Delhi hosts unique tribute to Bhupen Hazarika
New Delhi: A group of professionals, who call themselves "humble music lovers", paid a tribute to Bhupen Hazarika here in a unique way, breaking the boundary of language to bring out the richness and depth of the Bard of Brahmaputra`s music.
Held last night to coincide with the Assamese spring festival of Bihu, the musical program saw the group members fitting into the shoes of musicians and taking the audience to a journey of Hazarika`s life with a motley collection of his songs and poems, leaving all spellbound.
The songs were in Hindi, Bengali and Assamese and one of them was in Nagamese.
The group used English as a common language to bring out the essence and meaning of each song and supported them with visuals.
"We used visuals to bring out the message and meaning of a song as well as the thoughts in the mind of the writer. Wherever possible we also tried to use video or image relevant to the musical number. Our objective was to get the message of the composer, singer or lyricist across by singing and playing the songs of artists who could influence people to a large extent," said Kishore Das, a production engineer by profession and the brain behind the initiative.
According to him, language often becomes a barrier in understanding and appreciating songs of any linguistic minority. "That`s why each number had an English translation and a video."
The show began with a rendition of `Dola` (the palanquin song) in Assamese, Hindi and Bengali. The songs included `Ganga behti ho kyon` (`Bistirno parore`), `Ha awara hoon` (Moi eti jajabor), `Ek kali do pattiya`, `Moi Kohimare adhunika` (about a Naga girl and an Assamese boy who fell in love while travelling on a train to Guwahati), `Dil hoom hoom` and `Jhuti muti mitwa` (both "Rudali").
There were some instrumental pieces too including a medley of five famous folk songs of Hazarika.
The programme concluded with the famous `We are in the same boat brother` of Paul Robeson which was immortalised by Hazarika.
"As a part of our passion for music, we have formed an informal group called Roots. Our aim is to bring out the sweetness of folk and tribal music of the northeast and spread it to other parts of the country. Right now, we are concentrating in introducing the music of the region, especially Assam to our friends outside Assam," Das told PTI.

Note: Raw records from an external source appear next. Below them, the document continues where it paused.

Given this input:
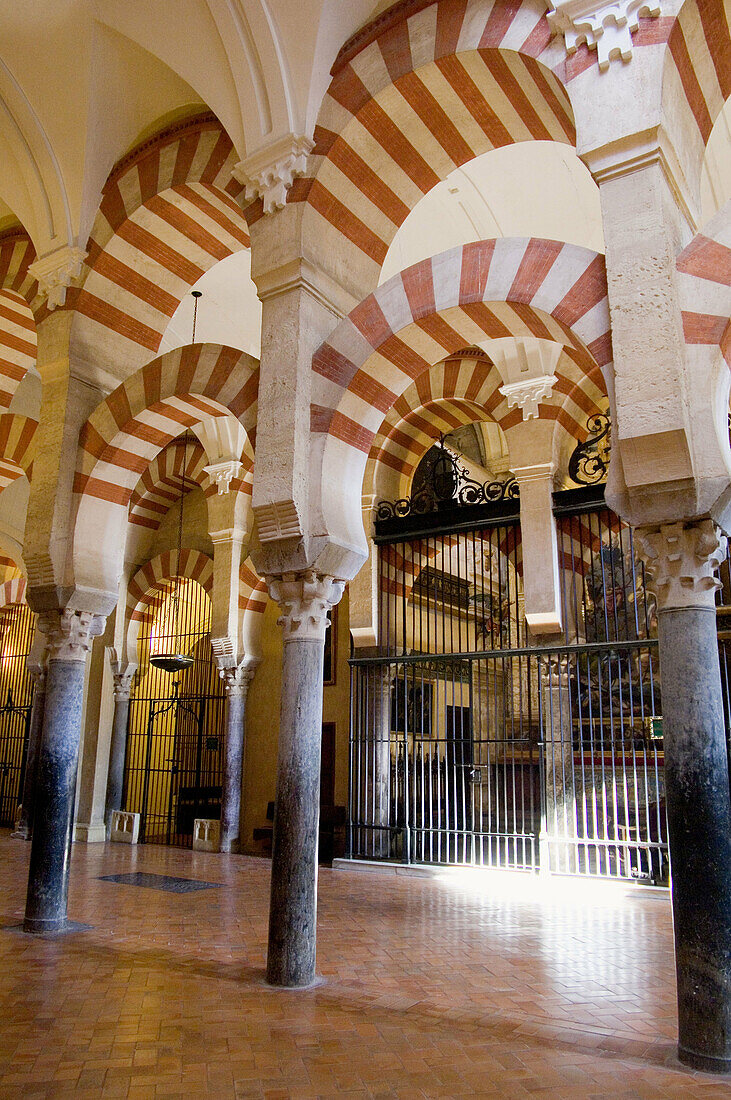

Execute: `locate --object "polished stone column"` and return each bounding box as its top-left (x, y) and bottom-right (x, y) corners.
top-left (266, 570), bottom-right (344, 987)
top-left (637, 520), bottom-right (731, 1073)
top-left (24, 608), bottom-right (105, 933)
top-left (12, 665), bottom-right (47, 840)
top-left (540, 655), bottom-right (577, 875)
top-left (219, 660), bottom-right (258, 853)
top-left (103, 652), bottom-right (136, 833)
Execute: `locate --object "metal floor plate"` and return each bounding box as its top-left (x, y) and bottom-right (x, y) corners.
top-left (98, 872), bottom-right (222, 893)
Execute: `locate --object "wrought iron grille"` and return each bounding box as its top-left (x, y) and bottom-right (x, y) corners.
top-left (0, 602), bottom-right (35, 827)
top-left (122, 579), bottom-right (226, 847)
top-left (350, 494), bottom-right (667, 882)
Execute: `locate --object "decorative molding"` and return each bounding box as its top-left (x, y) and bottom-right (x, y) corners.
top-left (635, 519), bottom-right (726, 611)
top-left (499, 375), bottom-right (558, 420)
top-left (213, 649), bottom-right (260, 698)
top-left (547, 0), bottom-right (661, 70)
top-left (268, 570), bottom-right (345, 643)
top-left (28, 245), bottom-right (86, 309)
top-left (511, 461), bottom-right (555, 485)
top-left (38, 608), bottom-right (106, 661)
top-left (204, 459), bottom-right (243, 495)
top-left (255, 499), bottom-right (302, 542)
top-left (106, 646), bottom-right (137, 700)
top-left (233, 133), bottom-right (314, 214)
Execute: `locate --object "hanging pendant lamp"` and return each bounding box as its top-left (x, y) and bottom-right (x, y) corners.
top-left (150, 291), bottom-right (202, 674)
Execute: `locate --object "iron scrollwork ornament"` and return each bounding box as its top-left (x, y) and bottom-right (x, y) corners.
top-left (568, 412), bottom-right (611, 486)
top-left (376, 435), bottom-right (519, 520)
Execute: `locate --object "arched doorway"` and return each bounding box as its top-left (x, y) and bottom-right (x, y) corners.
top-left (122, 578), bottom-right (226, 847)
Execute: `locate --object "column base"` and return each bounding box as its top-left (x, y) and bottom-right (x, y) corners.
top-left (264, 974), bottom-right (326, 991)
top-left (219, 838), bottom-right (241, 854)
top-left (23, 916), bottom-right (73, 934)
top-left (11, 827), bottom-right (31, 840)
top-left (679, 1047), bottom-right (731, 1075)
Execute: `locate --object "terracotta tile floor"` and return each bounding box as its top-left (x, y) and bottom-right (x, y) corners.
top-left (1, 833), bottom-right (731, 1099)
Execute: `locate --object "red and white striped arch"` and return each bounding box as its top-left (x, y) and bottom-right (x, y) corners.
top-left (676, 206), bottom-right (731, 369)
top-left (367, 348), bottom-right (606, 500)
top-left (0, 231), bottom-right (38, 409)
top-left (127, 549), bottom-right (214, 627)
top-left (71, 114), bottom-right (250, 376)
top-left (313, 237), bottom-right (609, 555)
top-left (129, 438), bottom-right (210, 531)
top-left (0, 576), bottom-right (27, 608)
top-left (0, 413), bottom-right (38, 491)
top-left (239, 556), bottom-right (268, 658)
top-left (276, 2), bottom-right (575, 284)
top-left (664, 0), bottom-right (730, 152)
top-left (73, 342), bottom-right (258, 598)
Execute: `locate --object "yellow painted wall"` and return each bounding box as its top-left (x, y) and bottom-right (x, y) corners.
top-left (241, 588), bottom-right (351, 856)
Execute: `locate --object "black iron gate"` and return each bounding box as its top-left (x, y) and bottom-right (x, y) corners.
top-left (0, 602), bottom-right (35, 827)
top-left (349, 442), bottom-right (665, 880)
top-left (122, 579), bottom-right (226, 847)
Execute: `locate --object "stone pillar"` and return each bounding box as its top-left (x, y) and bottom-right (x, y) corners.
top-left (103, 652), bottom-right (136, 833)
top-left (512, 460), bottom-right (563, 635)
top-left (637, 520), bottom-right (731, 1073)
top-left (370, 666), bottom-right (393, 858)
top-left (12, 665), bottom-right (47, 840)
top-left (23, 608), bottom-right (105, 933)
top-left (219, 660), bottom-right (258, 853)
top-left (265, 570), bottom-right (344, 988)
top-left (540, 655), bottom-right (577, 875)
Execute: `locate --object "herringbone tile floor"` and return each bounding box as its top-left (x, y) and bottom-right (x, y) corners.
top-left (1, 833), bottom-right (730, 1098)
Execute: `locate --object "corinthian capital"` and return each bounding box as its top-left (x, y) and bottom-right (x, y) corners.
top-left (106, 647), bottom-right (137, 700)
top-left (233, 134), bottom-right (314, 214)
top-left (268, 570), bottom-right (345, 643)
top-left (29, 245), bottom-right (86, 309)
top-left (635, 519), bottom-right (727, 611)
top-left (38, 608), bottom-right (107, 661)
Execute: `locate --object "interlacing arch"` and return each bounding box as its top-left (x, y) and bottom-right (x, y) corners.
top-left (275, 0), bottom-right (578, 286)
top-left (70, 114), bottom-right (250, 375)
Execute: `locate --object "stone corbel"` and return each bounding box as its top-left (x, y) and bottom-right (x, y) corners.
top-left (233, 134), bottom-right (314, 214)
top-left (267, 570), bottom-right (345, 643)
top-left (499, 375), bottom-right (558, 420)
top-left (635, 519), bottom-right (727, 612)
top-left (547, 0), bottom-right (661, 70)
top-left (38, 608), bottom-right (106, 661)
top-left (255, 499), bottom-right (303, 543)
top-left (204, 459), bottom-right (243, 495)
top-left (29, 245), bottom-right (87, 310)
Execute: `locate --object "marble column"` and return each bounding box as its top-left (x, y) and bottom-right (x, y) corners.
top-left (103, 652), bottom-right (136, 833)
top-left (540, 655), bottom-right (577, 875)
top-left (637, 520), bottom-right (731, 1073)
top-left (265, 570), bottom-right (344, 988)
top-left (219, 660), bottom-right (258, 854)
top-left (24, 608), bottom-right (105, 933)
top-left (12, 665), bottom-right (47, 840)
top-left (369, 666), bottom-right (392, 858)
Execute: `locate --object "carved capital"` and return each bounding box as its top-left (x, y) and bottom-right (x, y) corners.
top-left (499, 375), bottom-right (558, 420)
top-left (268, 570), bottom-right (344, 643)
top-left (106, 647), bottom-right (137, 700)
top-left (38, 608), bottom-right (106, 661)
top-left (635, 519), bottom-right (726, 611)
top-left (204, 459), bottom-right (243, 495)
top-left (233, 134), bottom-right (314, 214)
top-left (29, 245), bottom-right (86, 310)
top-left (219, 659), bottom-right (259, 698)
top-left (547, 0), bottom-right (661, 70)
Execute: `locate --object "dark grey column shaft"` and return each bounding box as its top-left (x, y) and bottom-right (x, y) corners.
top-left (104, 691), bottom-right (131, 830)
top-left (24, 656), bottom-right (87, 932)
top-left (13, 675), bottom-right (47, 840)
top-left (267, 638), bottom-right (324, 986)
top-left (371, 668), bottom-right (391, 858)
top-left (658, 606), bottom-right (731, 1073)
top-left (220, 688), bottom-right (246, 853)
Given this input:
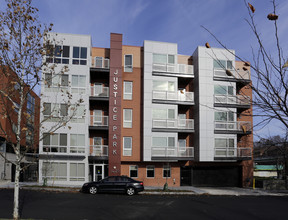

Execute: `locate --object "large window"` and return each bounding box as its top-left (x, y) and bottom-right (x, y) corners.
top-left (153, 81), bottom-right (175, 91)
top-left (129, 165), bottom-right (138, 178)
top-left (72, 75), bottom-right (86, 93)
top-left (43, 133), bottom-right (67, 153)
top-left (46, 45), bottom-right (70, 64)
top-left (123, 109), bottom-right (132, 128)
top-left (152, 137), bottom-right (175, 148)
top-left (215, 138), bottom-right (236, 157)
top-left (215, 111), bottom-right (234, 121)
top-left (43, 103), bottom-right (68, 118)
top-left (70, 163), bottom-right (85, 181)
top-left (70, 134), bottom-right (85, 153)
top-left (152, 109), bottom-right (175, 119)
top-left (153, 53), bottom-right (175, 64)
top-left (123, 137), bottom-right (132, 156)
top-left (72, 47), bottom-right (87, 65)
top-left (214, 85), bottom-right (234, 95)
top-left (123, 81), bottom-right (133, 100)
top-left (163, 165), bottom-right (171, 178)
top-left (42, 162), bottom-right (67, 181)
top-left (146, 165), bottom-right (155, 178)
top-left (44, 73), bottom-right (68, 88)
top-left (213, 59), bottom-right (233, 70)
top-left (124, 55), bottom-right (133, 72)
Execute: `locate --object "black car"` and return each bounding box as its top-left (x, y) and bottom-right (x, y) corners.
top-left (81, 176), bottom-right (144, 196)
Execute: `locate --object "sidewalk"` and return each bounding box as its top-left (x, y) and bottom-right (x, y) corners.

Most of his team members are engineers and there are non-Assamese members too.
Juhi, who has appeared for her Class XII boards, hails from Jharkhand and sung a major chunk of the songs in Hindi.
Das said as most of the songs cannot be translated correctly, the group tried to present a synopsis of the songs in English Language so that people can understand the true essence of the song.
Das, who played the mandolin in last evening`s soiree, says his group in the long term would like to pick up folk from different parts of the country and present it to the people "in our format".